As mortes causadas pela peste

 

Num abrir e piscar de olhos, cinco vidas preciosas foram ceifadas pelo invisível carrasco da peste. Morriam Siloc e Nilton Ferreira "Tintas" (dois irmãos), Enéas de Almeida Machado (primo dos dois primeiros, e os três sobrinhos de Juju) e Sebastião (um tio de Enéas), todos, portanto, membros de uma mesma família, além de outro jovem de 16 anos, de apelido Zinho, empregado do mesmo armazém.

Na verdade, suspeitou-se na época que a peste teria chegado através de um carregamento de arroz já infectado vindo de Minas, mas isto SE tornou irrelevante em face do perigo que tal moléstia representava para uma vila onde os recursos médicos eram limitados e o atendimento hospitalar simplesmente não existia.

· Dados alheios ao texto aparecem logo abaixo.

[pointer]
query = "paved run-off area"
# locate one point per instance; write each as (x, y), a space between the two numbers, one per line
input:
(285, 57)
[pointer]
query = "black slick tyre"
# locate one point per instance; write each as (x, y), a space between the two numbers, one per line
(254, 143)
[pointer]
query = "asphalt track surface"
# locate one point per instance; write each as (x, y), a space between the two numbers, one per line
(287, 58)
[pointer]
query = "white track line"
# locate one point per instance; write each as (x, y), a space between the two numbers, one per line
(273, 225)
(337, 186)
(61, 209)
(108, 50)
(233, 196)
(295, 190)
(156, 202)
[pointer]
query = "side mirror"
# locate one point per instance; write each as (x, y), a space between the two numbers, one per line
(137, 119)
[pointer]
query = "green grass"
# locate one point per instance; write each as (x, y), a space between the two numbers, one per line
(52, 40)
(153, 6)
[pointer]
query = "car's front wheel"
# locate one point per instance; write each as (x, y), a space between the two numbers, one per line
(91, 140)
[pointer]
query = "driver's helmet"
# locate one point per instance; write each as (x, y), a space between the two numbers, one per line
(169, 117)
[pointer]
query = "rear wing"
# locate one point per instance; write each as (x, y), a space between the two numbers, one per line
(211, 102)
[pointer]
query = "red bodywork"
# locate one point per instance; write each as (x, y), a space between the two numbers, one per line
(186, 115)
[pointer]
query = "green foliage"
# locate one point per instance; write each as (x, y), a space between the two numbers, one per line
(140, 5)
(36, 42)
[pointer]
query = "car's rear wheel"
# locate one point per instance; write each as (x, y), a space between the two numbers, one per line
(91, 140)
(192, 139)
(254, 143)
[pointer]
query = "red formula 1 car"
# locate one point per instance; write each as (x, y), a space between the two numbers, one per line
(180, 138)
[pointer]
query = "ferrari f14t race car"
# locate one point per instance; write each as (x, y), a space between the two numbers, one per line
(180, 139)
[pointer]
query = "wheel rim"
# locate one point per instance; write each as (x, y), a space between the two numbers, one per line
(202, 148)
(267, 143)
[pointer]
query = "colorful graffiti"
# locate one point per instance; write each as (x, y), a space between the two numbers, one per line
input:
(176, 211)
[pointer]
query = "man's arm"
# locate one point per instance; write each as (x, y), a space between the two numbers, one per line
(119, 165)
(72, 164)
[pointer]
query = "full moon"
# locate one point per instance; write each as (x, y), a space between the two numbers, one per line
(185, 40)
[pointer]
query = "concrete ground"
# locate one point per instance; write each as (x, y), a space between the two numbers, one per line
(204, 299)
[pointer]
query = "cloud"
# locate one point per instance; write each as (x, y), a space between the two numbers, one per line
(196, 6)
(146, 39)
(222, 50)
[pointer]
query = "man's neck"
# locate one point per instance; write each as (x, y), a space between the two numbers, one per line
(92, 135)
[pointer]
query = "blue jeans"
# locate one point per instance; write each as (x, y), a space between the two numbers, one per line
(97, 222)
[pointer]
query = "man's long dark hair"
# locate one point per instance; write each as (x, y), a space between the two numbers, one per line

Felizmente, a imediata e corajosa ação dos médicos locais logrou restringir o mal, circunscrevendo-o a Miguel Pereira. Contagiosa, assustadora e inapelável, a peste obrigou o isolamento de casas comerciais e a desinfecção dos trens que seguiam para Japeri ou Três Rios, afastou visitantes e turistas, fez diminuir as compras nos armazéns, paralisou obras em hotéis e até mesmo levou os religiosos a fazer promessas e a buscar salvação junto ao vigário Frei Leandro Nowak, na Igreja de Santo Antônio. Os profissionais médicos da época mergulharam de corpo e alma naquela guerra inesperada: Dr. Osvaldo de Araújo Lima - o primeiro a diagnosticar doença -, Dr. Radamés Marzullo e João Plínio Werneck não mediram esforços, cuidados e despesas no sentido de debelar aquela insidiosa enfermidade.

 

A repercussão da tragédia

 

Jornais da época (ver reproduções) cobriram os fatos de maneira objetiva e sem grandes sensacionalismos, colaborando assim para que aquela tragédia fosse encarada com seriedade no Rio de Janeiro. Com isso, a imprensa levou as autoridades a encetar um imediato trabalho de socorro para Miguel Pereira, cujos resultados traduziram-se na eliminação do surto em tempo relativamente curto em função dos serviços especializados trazidos à Serra pelo Dr. Mário Pinotti, então chefe da Equipe de Sanitaristas da Divisão de Saúde Pública da capital da República.

Em face da doença, os comerciantes da época logo passaram a cuidar dos seus estoques de alimentos com maior atenção, e o Departamento de Saúde Pública do Estado providenciou a pronta vacinação da população, assim prevenindo a cidade de eventuais epidemias ou surtos provocados por roedores e insetos.